Ich werde Euch weiter auf dem Laufenden halten.


----------



## Anonymous (9 Januar 2003)

@michael T:  bist du nicht im Rechtsschutz?


----------



## crusador (9 Januar 2003)

@michael T: bist du nicht im Rechtsschutz?  ... das war ich


also -der Anwalt mit dem ich telefonisch Kontakt hatte war a) sehr nett, b) schien kompetent, c) hat er für das Gespräch nix genommen[/quote]


----------



## Anonymous (10 Januar 2003)

*Talkline*

Hi Crusader,
leider bin ich nicht rechtschutzversichert. Insofern müßte ich die Kosten einer anwaltlichen Beratung natürlich voll tragen. Aber wie bereits gesagt glaube ich nicht wirklich, daß mir eine Beratung durch einen Anwalt tatsächlich etwas bringen würde. Mein Fall ist ziemlich simpel und ich muß letztendlich selbst entscheiden, wie weit ich es kommen lasse. Wenn es zu einem Zivilprozeß kommt, kann es sehr gut sein, daß ich verlieren werde. Eine Bonner Juristin, mit der ich kürzlich telefoniert habe hat mir gesagt, es könnte so oder so ausgehen. Da ich aber recht genau weiß, was mich ein verlorener Prozeß tatsächlich kosten würde, kann ich diesen Faktor recht gut einschätzen und mir überlegen, ob es mir das Wert ist.


----------



## Anonymous (10 Januar 2003)

*Suchfunktion*

Hi Technofreak,
ich hab die Suchfunktion hier im Forum mal getestet und bin etwas enttäuscht. Mach Dir mal die Mühe und suche nach dem Begriff "Mahnbescheid" oder "mahnbescheid". Dieses Wort kommt 100%-ig in den Texten mehrerer Mails vor. Ich erhalte jeweils eine Nachricht, daß nichts gefunden werden konnte. Auch bei anderen gängigen Wörtern wie "Dialer" findet die Maschine nichts.
Die Standard-Suchfunktionen habe ich hierbei nicht verändert, also Suche in allen Titeln und Artikeltexten.
Teste auch mal gegen und sag mir bescheid.
Danke.


----------



## technofreak (10 Januar 2003)

*Re: Suchfunktion*



			
				Michael T schrieb:
			
		

> Teste auch mal gegen und sag mir bescheid.
> Danke.



Stimmt, irgendwas stimmt mit der Suchfunktion nicht, werde das abklären. Bitte etwas Geduld 
Gruß
tf


----------



## Heiko (11 Januar 2003)

Das mit der Suchfunktion schein ein Updateopfer zu sein. Ich stell mal schnell zurück...


----------



## Heiko (11 Januar 2003)

Es sucht jetzt wieder...


----------



## Anonymous (14 Januar 2003)

*Talkline Betrug*

Hallo liebe Leute,
an alle Talkline-Geschädigte und vor allem an Michael T. ,
um aktiv gegen Talkline vorzugehen ohne zusätzliche Kosten für Dich, rate ich dringends zur Strafanzeige wegen Computerbetrug bei deiner
Polizeidienststelle zu erstatten!!

Dies sollten alle aber wirklich alle Talkline Geschädigte machen, dann 
haben wir vielleicht das Glück eine Sammelklage zu erwirken, was strafrechtlich von der Staatsanwaltschaft verfolgt wird!
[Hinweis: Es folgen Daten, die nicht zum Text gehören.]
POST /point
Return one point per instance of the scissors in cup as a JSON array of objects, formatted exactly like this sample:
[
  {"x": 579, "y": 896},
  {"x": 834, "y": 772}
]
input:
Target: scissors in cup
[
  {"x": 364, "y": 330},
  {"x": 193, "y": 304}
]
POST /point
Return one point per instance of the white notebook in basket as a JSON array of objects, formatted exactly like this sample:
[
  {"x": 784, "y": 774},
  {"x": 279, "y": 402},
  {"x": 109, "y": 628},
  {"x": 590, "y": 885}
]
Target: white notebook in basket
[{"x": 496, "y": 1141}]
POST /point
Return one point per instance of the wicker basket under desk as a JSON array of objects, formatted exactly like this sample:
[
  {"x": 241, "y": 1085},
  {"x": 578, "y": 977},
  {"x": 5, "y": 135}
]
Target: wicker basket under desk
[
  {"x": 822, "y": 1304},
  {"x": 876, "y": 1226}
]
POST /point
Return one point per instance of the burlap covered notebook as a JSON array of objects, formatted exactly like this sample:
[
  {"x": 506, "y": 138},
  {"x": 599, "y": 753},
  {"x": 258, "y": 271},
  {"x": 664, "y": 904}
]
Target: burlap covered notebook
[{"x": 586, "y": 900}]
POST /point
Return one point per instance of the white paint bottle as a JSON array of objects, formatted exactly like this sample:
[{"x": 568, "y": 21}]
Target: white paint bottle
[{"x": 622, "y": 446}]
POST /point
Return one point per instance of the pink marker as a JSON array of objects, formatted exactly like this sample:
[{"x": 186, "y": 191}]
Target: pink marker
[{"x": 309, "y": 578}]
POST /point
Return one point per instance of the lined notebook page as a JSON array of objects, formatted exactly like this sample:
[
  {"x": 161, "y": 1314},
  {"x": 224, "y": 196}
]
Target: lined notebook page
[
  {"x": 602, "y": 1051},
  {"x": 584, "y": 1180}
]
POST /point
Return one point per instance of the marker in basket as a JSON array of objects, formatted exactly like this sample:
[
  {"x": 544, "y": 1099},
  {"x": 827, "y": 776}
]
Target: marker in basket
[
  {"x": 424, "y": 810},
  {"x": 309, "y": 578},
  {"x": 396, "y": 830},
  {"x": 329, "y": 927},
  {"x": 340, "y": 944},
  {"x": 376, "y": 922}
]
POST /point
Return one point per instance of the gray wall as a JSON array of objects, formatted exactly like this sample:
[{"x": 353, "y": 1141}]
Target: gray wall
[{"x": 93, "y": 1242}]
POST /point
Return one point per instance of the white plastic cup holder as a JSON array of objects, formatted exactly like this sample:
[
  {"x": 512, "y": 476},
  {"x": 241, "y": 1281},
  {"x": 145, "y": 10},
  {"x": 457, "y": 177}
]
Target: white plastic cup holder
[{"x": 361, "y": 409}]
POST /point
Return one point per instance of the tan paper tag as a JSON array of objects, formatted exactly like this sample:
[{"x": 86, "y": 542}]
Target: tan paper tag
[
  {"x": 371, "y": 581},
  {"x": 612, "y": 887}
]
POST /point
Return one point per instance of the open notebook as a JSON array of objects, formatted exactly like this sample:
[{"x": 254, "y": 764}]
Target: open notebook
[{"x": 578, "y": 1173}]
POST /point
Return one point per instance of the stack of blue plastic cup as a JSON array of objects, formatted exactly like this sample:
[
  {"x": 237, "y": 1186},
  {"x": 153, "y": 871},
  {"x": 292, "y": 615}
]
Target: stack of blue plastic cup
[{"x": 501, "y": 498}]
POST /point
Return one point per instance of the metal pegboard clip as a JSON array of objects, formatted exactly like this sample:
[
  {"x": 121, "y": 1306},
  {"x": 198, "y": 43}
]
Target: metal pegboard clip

Ich selber habe dieses getan, aber alleine kann man nicht viel anrichten!

Also auf gutes Gelingen!!!!


----------



## Heiko (14 Januar 2003)

*Re: Talkline Betrug*



			
				Panther schrieb:
			
		

> um aktiv gegen Talkline vorzugehen ohne zusätzliche Kosten für Dich, rate ich dringends zur Strafanzeige wegen Computerbetrug bei deiner Polizeidienststelle zu erstatten!!


Dies aber nur, falls wirklich ein Straftatbestand im Raum steht. Wenn z.B. ein Kind auf "OK" klickt, so ist das für den Anbieter nicht unbedingt strafbar, aber der Vertrag ist womöglich zivilrechtlich anfechtbar weil das Kind eben noch nicht geschäftsfähig ist.
Man muß das schon differenzieren...


----------



## DieBorg (14 Januar 2003)

Mit Strafanzeigen immer vorsichtig und verantwortungsvoll umgehen.

Es gibt auch den Tatbestand der Vortäuschung einer straftat.


----------



## Heiko (14 Januar 2003)

> *StGB § 145d Vortäuschen einer Straftat*
> 
> (1) Wer *wider besseres Wissen* einer Behörde oder einer zur Entgegennahme von Anzeigen zuständigen Stelle vortäuscht,
> 1.  daß eine rechtswidrige Tat begangen worden sei oder
> ...


Es wird im Regelfall an dem besseren Wissen scheitern. Wer schon *weiss* dass keine Straftat vorliegt und einen anderen anzeigt, dem gehörts nicht besser.
Wer sich *nicht sicher* ist ob eine Straftat vorliegt, soll Anzeige erstatten. Dem wird dann auch keinesfalls was passieren.


----------



## DieBorg (14 Januar 2003)

Na ich würde nicht sagen wer *nicht sicher* ist, zuviele einstellungen führen eher zu demselben verhalten bei statsanwaltschaften, sondern wer einen einen begründeten verdacht hat das eine Straftat vorliegt.

Wenn nachher nur noch eingestellt wird ubt eine Strafanzeige keinen Druck mehr auf die betreiber aus

Zitat eines Betreibers:
"Ich hatte dieses Jahr schon 68 Anzeigen alle eingestellt"

alle eingestellt mit der begründung ein böser wetbewerber hatt die Werbung veranlasst.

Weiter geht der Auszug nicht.